Apple has historically relied on purchasing cargo capacity on passenger flights to ensure that products reach the right country at the right time, but the coronavirus crisis has decimated the air travel industry …

Cargo ships are much slower, but also much less reliable.

The information opens his report with the history of the empty iPad cases.

Apple’s Singapore distribution center ran out of the brown mailboxes needed to meet an increase in orders from China for iPad due to the increased demand for remote learning devices, said a person with direct knowledge of Apple’s logistics operations . Although mailboxes specially designed for iPad were originally made in China, the only solution that avoided delays for customers was to transport a shipment of boxes that were not used in a warehouse in the USA.

Apple placed dozens of flattened box pallets on a plane to China, after which they were transferred to another plane bound for Singapore, where they had iPads stuck in them so they could be sent back to China. (Apple does not have a distribution center in China to handle orders from its online store because most Chinese customers buy Apple products through other retailers.)

But that was not the only improbable transport path the company had to use.

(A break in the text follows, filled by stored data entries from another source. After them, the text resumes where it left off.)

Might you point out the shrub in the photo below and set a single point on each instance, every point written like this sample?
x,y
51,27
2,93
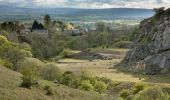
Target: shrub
x,y
30,62
153,93
86,85
125,93
3,40
66,53
51,72
29,76
6,63
49,90
100,87
13,53
138,88
85,75
67,78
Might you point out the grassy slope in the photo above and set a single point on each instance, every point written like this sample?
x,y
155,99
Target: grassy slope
x,y
10,90
107,68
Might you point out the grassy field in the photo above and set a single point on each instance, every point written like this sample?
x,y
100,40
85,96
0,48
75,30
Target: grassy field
x,y
106,68
10,90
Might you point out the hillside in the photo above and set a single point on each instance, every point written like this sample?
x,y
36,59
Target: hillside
x,y
152,49
10,90
74,14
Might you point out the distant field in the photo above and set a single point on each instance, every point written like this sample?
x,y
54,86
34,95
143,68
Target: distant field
x,y
10,90
106,68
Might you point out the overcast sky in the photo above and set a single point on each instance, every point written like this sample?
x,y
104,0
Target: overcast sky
x,y
87,3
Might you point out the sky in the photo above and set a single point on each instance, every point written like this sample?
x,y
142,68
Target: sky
x,y
87,3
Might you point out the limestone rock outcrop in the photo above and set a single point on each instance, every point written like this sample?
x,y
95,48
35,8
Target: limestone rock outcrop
x,y
152,45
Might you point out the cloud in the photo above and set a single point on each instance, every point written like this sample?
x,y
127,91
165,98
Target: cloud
x,y
88,3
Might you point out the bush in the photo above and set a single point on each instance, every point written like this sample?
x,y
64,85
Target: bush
x,y
85,75
100,87
13,53
6,63
125,93
51,72
49,90
31,63
86,85
3,40
67,78
153,93
29,76
66,53
138,88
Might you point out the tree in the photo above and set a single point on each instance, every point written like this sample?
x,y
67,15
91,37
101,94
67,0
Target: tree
x,y
47,21
29,76
51,72
159,10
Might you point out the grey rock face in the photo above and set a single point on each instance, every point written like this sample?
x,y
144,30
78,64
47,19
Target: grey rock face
x,y
152,45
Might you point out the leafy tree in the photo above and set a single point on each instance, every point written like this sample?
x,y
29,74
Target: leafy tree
x,y
12,52
51,72
47,21
29,76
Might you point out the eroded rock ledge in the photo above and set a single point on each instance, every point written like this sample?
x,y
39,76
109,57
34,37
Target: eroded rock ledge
x,y
152,45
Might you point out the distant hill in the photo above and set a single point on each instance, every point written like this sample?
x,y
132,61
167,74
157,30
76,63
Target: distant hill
x,y
73,14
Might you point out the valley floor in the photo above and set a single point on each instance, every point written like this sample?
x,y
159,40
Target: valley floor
x,y
108,69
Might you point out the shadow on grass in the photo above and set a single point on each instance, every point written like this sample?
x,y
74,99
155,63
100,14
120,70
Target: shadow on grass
x,y
153,79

At one point, Apple failed to ship a HomePod Minis made in Vietnam to California after a marine freighter canceled its stop at the port of Haiphong, near Hanoi. So the Apple logistics team, which needed to bring the devices to the U.S. before the November 16 launch date, decided to transport the truck speakers about 1,400 miles from a factory outside Hanoi to the Chinese port of Shanghai, according to the person with direct knowledge of shipments.

There, Apple loaded the devices on express container ships, which are more expensive to transport goods than traditional cargo ships, but can travel twice as fast. The smaller ships covered the distance from Shanghai to California in two weeks instead of four. HomePods arrived in Long Beach, California at the end of October and in time for their launch before the holiday, according to an analysis of the data from the US Customs and Border Protection vessel manifest and the person with direct knowledge of the shipments. .

Apple used a similar approach for AirPods made in Vietnam, although the port of Haiphong is less than 160 kilometers away from where the devices are made. Instead of waiting for space on a container ship that would travel directly to the U.S., some AirPods were transported about 700 miles by truck to the port of Yantian in southern China before boarding ships bound for Long Beach, according to with data from the vessel and person manifest. In January, Apple was still using these unorthodox routes to ship some HomePod Minis and AirPods from Vietnam.

Apple also had to use aircraft chartering a lot more to make up for the huge drop in scheduled flights.

The company is working on a plan for parcel delivery companies like Fedex to act as distribution centers in the United States, holding inventory and sending it directly to customers when orders are placed with Apple.